El centro comercial era la actividad preferente de Lidia, hija de Carlos Moreno, un padre divorciado que ve cómo su hija va haciéndose adolescente. A punto de cumplir 13 años, ha hecho poca vida en la calle. En parte porque sus amigos no eran de su barrio. Es algo que también es cada vez más frecuente. Los colegios a los que acuden están lejos y los padres tienen que llevarlos a casas de amigos para jugar, cuando antes la vida estaba más concentrada en el lugar de la ciudad donde vivían. Pero Lidia se va hartando de centros comerciales. Los ve como algo demasiado infantil para ella. Hace unas semanas, le pidió a su padre ir a dar una vuelta por el centro de su ciudad, Madrid. La respuesta de Carlos fue negativa. “Si hubiese querido ir a algún lado concreto, la habría llevado sin problemas, pero me parece pequeña para que esté vagando sola por ahí”, justifica.
El salto de vivir bajo los techos de un centro comercial o de la casa de sus amigos a la calle se iba a producir en este caso de una manera brusca, sin fases intermedias. Tonucci proclama lo contrario: “La autonomía debe ser un recorrido continuo que empieza con el corte del cordón umbilical y que no puede parase nunca. Cada día debería crecer un poco más desde los primeros meses”.
Nuria Thomas, profesora y pedagoga de un instituto en Barcelona, lleva tres décadas contemplando el paso a la adolescencia de cientos de chavales. En estos años ha observado algunos fenómenos: “Los chicos no conocen la ciudad. Las familias cada vez los llevan menos a ver los lugares interesantes de donde viven y descubren los monumentos con nosotros, con las excursiones del instituto”. Con respecto a la sobreprotección, también apunta algunas paradojas: “Necesitan una autorización para cualquier cosa, incluso para una clase de educación física en el entorno del centro. También están ahora mucho más regulados el control de ausencias y retrasos. Pero es porque resulta mucho más frecuente que lleguen tarde por quedarse dormidos, por ejemplo. Y esto es culpa de los padres”, asume. En ocasiones hay una especie de esquizofrenia entre la hiperregulación y el descuido de las familias.
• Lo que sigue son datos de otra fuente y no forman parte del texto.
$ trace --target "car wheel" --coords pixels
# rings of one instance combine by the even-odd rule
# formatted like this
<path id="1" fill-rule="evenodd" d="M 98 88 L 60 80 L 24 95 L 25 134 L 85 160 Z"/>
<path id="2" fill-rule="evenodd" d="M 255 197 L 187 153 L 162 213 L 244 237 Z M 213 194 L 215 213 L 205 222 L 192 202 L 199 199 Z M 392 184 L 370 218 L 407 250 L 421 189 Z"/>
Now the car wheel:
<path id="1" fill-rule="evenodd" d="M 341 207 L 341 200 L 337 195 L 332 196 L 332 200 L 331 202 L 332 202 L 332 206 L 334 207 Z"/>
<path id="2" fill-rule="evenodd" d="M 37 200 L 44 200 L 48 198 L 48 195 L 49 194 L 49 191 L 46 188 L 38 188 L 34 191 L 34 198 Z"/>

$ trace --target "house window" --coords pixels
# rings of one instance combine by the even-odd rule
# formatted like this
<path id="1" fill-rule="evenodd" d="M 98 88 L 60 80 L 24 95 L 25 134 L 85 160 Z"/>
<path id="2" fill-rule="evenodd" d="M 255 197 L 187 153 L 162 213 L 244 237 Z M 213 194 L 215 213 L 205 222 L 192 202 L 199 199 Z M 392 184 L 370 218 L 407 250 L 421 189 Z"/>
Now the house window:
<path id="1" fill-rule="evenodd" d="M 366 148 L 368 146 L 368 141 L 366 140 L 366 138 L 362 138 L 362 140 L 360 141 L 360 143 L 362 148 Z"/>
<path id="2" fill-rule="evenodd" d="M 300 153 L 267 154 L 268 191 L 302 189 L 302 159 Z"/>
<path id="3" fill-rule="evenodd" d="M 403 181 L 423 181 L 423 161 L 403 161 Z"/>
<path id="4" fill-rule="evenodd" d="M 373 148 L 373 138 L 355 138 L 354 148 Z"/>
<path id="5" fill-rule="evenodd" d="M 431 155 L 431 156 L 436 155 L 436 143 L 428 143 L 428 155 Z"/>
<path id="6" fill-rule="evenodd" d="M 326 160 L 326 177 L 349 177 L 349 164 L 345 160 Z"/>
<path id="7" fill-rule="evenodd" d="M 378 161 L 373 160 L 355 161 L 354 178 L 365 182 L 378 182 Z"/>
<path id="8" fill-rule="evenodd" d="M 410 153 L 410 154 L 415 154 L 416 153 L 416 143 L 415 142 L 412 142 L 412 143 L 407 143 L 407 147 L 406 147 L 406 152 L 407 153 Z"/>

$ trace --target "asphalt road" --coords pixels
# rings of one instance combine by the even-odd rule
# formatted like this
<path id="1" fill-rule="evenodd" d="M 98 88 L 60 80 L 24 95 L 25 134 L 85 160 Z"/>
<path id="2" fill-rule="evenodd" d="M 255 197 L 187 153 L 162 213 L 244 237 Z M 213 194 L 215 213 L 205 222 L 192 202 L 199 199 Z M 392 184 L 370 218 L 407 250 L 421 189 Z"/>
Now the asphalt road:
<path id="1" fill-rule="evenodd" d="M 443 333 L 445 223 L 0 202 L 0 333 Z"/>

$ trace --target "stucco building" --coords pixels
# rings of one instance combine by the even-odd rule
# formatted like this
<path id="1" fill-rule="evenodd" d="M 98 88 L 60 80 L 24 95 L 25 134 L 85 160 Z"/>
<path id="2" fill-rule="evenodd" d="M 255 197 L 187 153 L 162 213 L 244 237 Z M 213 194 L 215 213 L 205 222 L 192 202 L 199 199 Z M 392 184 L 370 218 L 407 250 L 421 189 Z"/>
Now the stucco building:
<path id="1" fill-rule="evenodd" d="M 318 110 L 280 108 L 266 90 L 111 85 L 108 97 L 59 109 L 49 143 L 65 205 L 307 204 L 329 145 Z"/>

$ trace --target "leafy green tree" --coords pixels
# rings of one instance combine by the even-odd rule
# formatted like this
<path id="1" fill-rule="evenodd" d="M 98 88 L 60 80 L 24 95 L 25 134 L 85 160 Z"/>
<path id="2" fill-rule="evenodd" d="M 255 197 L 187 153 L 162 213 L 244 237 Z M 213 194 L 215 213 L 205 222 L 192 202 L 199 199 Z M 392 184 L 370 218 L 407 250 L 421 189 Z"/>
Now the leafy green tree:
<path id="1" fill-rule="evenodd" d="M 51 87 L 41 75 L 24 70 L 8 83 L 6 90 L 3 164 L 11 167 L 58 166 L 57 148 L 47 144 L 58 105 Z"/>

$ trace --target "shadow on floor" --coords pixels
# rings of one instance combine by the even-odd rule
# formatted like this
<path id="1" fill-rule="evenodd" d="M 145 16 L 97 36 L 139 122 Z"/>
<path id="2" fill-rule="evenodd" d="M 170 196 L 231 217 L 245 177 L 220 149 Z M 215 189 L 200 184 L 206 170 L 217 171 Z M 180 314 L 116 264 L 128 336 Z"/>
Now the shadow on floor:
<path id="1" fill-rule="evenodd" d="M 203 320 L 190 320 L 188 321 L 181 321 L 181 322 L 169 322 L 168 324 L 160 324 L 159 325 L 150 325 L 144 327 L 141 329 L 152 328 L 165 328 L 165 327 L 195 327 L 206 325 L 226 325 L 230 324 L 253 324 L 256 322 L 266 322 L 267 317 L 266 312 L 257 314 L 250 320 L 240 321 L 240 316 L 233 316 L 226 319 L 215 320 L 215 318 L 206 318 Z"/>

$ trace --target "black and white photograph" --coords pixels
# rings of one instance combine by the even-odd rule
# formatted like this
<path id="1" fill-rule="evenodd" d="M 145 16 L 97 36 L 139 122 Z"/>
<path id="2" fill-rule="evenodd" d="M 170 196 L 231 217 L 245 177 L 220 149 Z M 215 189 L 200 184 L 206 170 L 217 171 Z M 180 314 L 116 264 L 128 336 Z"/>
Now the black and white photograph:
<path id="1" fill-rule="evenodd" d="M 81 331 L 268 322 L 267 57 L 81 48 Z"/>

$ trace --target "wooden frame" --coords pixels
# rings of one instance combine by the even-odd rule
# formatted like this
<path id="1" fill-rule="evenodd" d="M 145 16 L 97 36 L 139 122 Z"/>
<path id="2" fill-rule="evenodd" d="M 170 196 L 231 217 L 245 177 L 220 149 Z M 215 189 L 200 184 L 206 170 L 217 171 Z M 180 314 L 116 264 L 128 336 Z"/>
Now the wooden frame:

Porque la llegada a la adolescencia siempre es conflictiva. Hay que ir estableciendo nuevas reglas y pautas de comportamiento que, en opinión del psicopedagogo Pedro Santamaría, tienen que ser pactadas entre hijos y padres. “Hay que intentar que el menor se encuentre legitimado en su nueva autonomía, pero con línea de encuentro, unos límites”, propone. Aunque quiere dejar claro que cada caso específico es distinto de otro, pone algún ejemplo: “Lo ideal sería pactar unos horarios adecuados. Un menor de 13 años, por ejemplo, nunca debería llegar más allá de las diez de la noche a casa. Esto debería estar muy meditado, muy hablado”. Lo que argumenta es que no se puede pasar a un descontrol total en la adolescencia. Pone el ejemplo de la vida virtual de los videojuegos e Internet: “Este tipo de relación tan artificial que tiene el adolescente con la máquina tiene que ir tutorizada por un adulto”. Una vez más, se propone compaginar la libertad del menor para elegir con unas ciertas guías. “Debe haber mecanismos adaptativos al cambio. Tenemos que plantearnos cómo generar una conciencia en donde se puedan desarrollar conductas que ayuden a estos adolescentes a saber colocarse en una vida donde se exige cada vez más autonomía. Este es el nuevo planteamiento de la Universidad con Bolonia, que ellos sean capaces de dirigir su propia formación. Pero tiene que haber alguien que les enseñe”, concluye.
No hay receta ideal, un padre no es mejor que otro por dejar más o menos libertad, pero lo que los expertos recomiendan es tratar de buscar un equilibrio entre libertad y protección.